漢語里許多詞語,都是跟著人的年歲慢慢長深的。譬如 “端午”,于我而言,早已不是字典里冰冷的節氣注解,也不再是童年單純的假日與粽香。這個陪伴我歲歲年年的詞語,在時光流轉、人間煙火與歲月沉淀中,不斷褪去淺薄的表象,長出溫柔、厚重又滾燙的深意。
幼時對端午的理解,簡單得直白又純粹。彼時夏天漫長,蟬鳴聒噪,端午是仲夏里最讓人期盼的日子。我的全部認知,都藏在軟糯的粽子里、門楣的艾草中、手腕的五彩絲線間。

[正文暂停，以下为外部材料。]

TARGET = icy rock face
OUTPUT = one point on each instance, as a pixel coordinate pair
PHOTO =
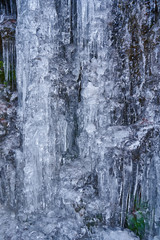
(7, 43)
(88, 83)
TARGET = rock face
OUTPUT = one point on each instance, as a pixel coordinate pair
(88, 84)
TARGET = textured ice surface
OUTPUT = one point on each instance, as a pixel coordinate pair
(88, 84)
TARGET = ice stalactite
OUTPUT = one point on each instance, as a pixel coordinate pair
(7, 37)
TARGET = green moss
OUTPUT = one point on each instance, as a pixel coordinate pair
(137, 220)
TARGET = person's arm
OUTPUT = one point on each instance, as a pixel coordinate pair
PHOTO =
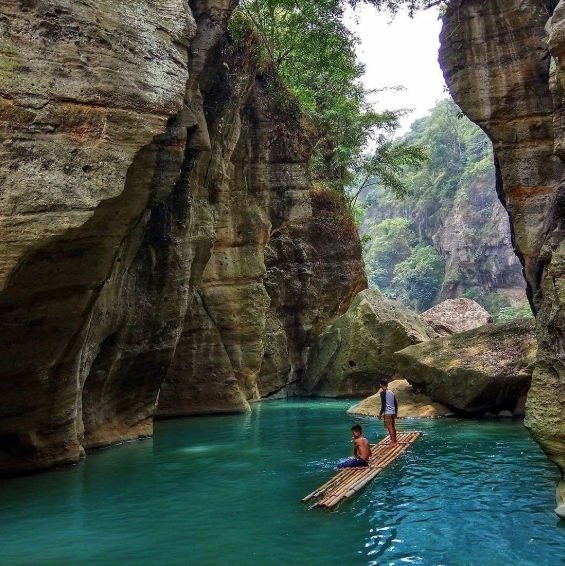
(383, 403)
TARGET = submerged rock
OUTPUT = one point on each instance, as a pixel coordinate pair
(410, 403)
(356, 351)
(456, 315)
(486, 369)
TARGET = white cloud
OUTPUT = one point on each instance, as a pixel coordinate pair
(400, 52)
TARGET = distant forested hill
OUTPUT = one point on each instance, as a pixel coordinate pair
(450, 236)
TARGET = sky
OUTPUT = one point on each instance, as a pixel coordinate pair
(400, 52)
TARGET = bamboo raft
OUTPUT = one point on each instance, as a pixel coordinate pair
(349, 481)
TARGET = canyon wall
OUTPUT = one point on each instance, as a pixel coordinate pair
(503, 63)
(159, 238)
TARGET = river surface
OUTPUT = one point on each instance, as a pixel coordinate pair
(226, 489)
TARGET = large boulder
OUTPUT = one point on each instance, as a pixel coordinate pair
(487, 369)
(411, 404)
(355, 352)
(456, 315)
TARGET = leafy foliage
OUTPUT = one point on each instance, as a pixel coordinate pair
(419, 277)
(460, 159)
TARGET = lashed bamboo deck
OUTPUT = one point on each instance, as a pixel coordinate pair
(349, 481)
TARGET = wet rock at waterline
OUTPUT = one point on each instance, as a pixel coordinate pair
(148, 176)
(456, 315)
(411, 404)
(356, 351)
(487, 369)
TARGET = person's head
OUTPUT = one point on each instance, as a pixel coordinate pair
(357, 431)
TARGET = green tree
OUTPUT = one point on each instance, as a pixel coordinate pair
(391, 243)
(419, 277)
(311, 50)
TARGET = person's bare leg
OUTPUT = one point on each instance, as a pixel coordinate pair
(393, 431)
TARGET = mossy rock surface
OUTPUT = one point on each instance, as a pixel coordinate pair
(487, 369)
(411, 404)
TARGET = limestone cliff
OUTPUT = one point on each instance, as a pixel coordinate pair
(504, 69)
(145, 176)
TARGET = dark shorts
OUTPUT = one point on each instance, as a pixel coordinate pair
(353, 463)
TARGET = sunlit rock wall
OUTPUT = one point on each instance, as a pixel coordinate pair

節日頭一天,天剛微亮,奶奶牽著我的小手去屋后田埂割帶著晨露的艾草與菖蒲。露水打濕褲腳,我蹦蹦跳跳跟在她身后,看她彎腰捋順青碧枝葉,細細捆成兩束,回家踮腳掛在木門兩側,清苦的草木香便漫滿小院。包粽子更是年度盛事,奶奶坐在木凳上,瑩白糯米、暗紅蜜棗、翠綠粽葉一字排開,她帶薄繭的手靈巧得很,折葉、填米、纏線,幾下就箍出棱角周正的粽子。我蹲在一旁搗亂,抓一把糯米撒在外頭,她也不惱,笑著擦干凈我的手心,還特意捏個迷你粽單獨蒸給我。蒸籠掀開時熱氣騰騰,粽葉香裹著蜜甜彌漫全屋,我捧著小粽子蹲在門檻上,吃得滿嘴黏糯。那時不懂習俗淵源,不知屈子風骨,只知道“端午”二字,是奶奶手心的溫度,是夏天獨一份的甜。

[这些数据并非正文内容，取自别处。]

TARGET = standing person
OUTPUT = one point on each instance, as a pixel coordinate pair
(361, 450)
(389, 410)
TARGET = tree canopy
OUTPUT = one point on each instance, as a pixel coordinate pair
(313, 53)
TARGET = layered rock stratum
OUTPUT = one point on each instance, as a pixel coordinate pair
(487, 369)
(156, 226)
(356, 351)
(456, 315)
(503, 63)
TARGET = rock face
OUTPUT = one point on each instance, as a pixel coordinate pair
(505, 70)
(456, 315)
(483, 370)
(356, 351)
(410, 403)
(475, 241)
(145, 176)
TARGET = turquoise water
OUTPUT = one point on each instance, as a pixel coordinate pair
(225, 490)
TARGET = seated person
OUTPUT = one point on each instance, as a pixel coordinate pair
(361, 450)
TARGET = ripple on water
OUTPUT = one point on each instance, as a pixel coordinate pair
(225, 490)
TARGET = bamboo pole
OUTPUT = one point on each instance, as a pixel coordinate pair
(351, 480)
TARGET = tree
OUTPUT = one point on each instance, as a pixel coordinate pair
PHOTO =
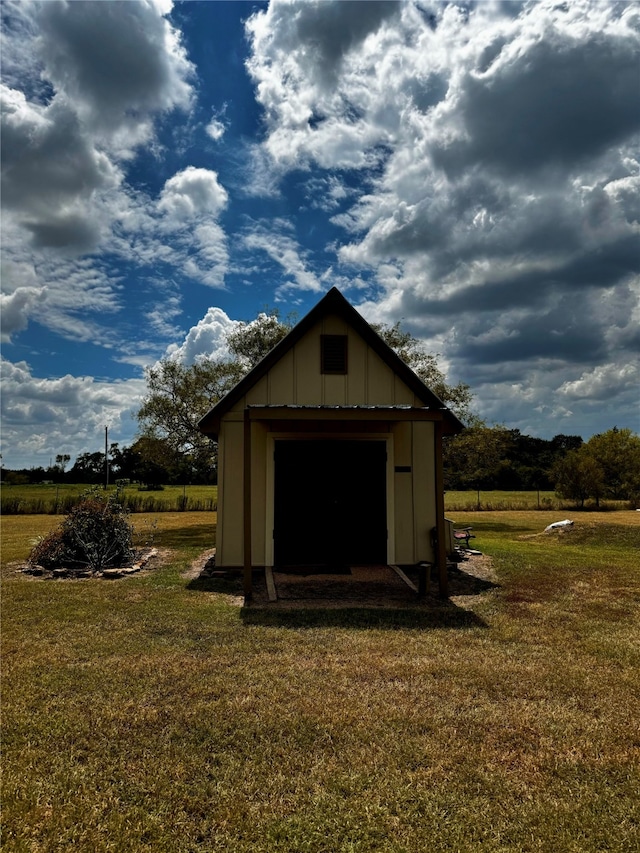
(88, 468)
(252, 341)
(578, 476)
(473, 459)
(617, 452)
(179, 395)
(425, 365)
(62, 460)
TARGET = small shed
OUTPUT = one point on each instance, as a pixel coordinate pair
(330, 453)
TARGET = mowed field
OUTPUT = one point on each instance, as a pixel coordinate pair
(43, 498)
(154, 713)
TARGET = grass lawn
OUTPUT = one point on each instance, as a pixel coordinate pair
(151, 714)
(41, 498)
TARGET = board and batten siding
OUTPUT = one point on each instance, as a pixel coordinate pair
(296, 379)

年歲漸長,奶奶的身影慢慢淡出了端午的晨光。屋后田埂便少了一雙牽我的手,灶邊也沒了那個熟稔的包粽身影。又一年端午清晨,我聽見廚房響動,推門看見母親正在整理艾草,粽葉、蜜棗、紅豆整齊擺在桌上。她學著奶奶的樣子,清晨去郊外采菖蒲,手法生澀卻認真。我搬來小板凳坐在她身邊,學著當年奶奶那樣捋平粽葉、纏繞棉線。從前是長輩帶著我過節,如今我陪著母親接續舊俗,一樣的艾草清香,一樣翻滾的蒸籠,習俗沒變,只是人換了模樣。
就是在這樣一年年的相伴里,我慢慢讀懂了這個詞語的重量。掛艾草、佩香囊從來不是刻板的儀式,是古人順應四時、祈求平安的樸素心愿,也是我們家悄悄接住的溫柔傳統。粽子里裹的不只是五谷雜糧,還有一輩輩傳下來的細碎牽掛。端午千年的底色里,有屈子堅守本心的赤誠風骨,也有尋常人家薪火相傳的煙火溫情。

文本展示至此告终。